I was talking to one of my mothers who I have not talked to in a while. She still goes to my old church even though she is going to see if they decide to leave the PCUSA before she goes somewhere else. And if the current pastor will leave if that happens. We pined over the good ole days when Smyrna actually screened their employees and before they canonized saints. Then I talked about other Reformed Churches in the area. I said, I'm so glad I'm not like other denominations and that I'm Presbyterian, pretending I'm that Pharisee in Jesus's parable.
Then she said, "the only thing I just don't like is infant baptism." She had been Baptist most of her life. She thinks it is more meaningful if kids remember their baptism. I remember neither my baptism nor my conversion. I remember dedicating my life to the Lord in middle school, but there's not a time when I remember not believing in God. However, I do remember confirmation class where Martha taught us the book of John. And I relive my own baptism every time someone else gets baptized. It's like I can feel him or her entering the covenant community that is for both believers and their children.
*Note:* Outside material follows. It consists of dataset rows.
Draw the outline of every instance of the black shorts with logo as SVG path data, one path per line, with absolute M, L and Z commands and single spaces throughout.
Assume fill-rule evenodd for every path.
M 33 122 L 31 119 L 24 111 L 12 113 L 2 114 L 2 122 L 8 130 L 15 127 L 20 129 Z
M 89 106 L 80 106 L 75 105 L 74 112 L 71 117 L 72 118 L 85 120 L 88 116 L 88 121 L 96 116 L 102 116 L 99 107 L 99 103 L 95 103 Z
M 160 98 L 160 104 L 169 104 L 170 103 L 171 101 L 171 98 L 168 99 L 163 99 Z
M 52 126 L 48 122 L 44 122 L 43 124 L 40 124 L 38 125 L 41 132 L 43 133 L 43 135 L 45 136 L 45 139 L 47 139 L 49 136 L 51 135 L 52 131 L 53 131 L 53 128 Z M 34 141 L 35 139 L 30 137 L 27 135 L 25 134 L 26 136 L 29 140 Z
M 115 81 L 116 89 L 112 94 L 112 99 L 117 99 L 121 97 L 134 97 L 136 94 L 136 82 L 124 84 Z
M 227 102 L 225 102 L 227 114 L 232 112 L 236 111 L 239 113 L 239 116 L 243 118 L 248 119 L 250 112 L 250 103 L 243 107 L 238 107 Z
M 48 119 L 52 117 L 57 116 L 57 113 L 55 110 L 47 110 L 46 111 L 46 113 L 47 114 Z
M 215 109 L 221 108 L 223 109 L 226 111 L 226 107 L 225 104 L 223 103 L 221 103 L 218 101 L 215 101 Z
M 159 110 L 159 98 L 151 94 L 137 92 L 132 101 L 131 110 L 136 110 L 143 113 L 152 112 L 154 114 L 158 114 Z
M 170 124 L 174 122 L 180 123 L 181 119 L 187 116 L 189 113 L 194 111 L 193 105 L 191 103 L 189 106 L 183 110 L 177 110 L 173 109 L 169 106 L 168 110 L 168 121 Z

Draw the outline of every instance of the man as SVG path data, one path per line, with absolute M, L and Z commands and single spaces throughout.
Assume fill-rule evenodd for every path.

Folks forget that this is how we baptized people for 1500 years. Families were considered as a unit, not as individuals. If the head of the house believed, then that made the rest of the members holy and they could all be baptized. (1 Corinthians 7:14) The Philippian jailer and his household. Lydia and her household. One bad byproduct of the reformation, besides the visible church falling apart (the invisible church never can fall apart) is people going so far to not be Catholic that they started insisting on individual rights and preferences instead of seeing how God wants all Christians to live as a covenant community on earth where if kids are not baptized they were cut off from God's mark. Just like when kids weren't circumcised in the Old Testament, they weren't considered visible Israel. You need to be in a visible church to be truly a Christian and you need to be marked by baptism, a circumcision without hands, from birth. The Bible says nothing about an age of accountability. Even if there was one, people these days drop the ball by baptizing their kids yet doing nothing to train them in the faith at home. Or sometimes unwed mothers will baptize their kids without showing any repentance. All denominations do the sacraments so wrong these days.
But praise God, he can override our mistakes and keep the invisible church together no matter what they argue over.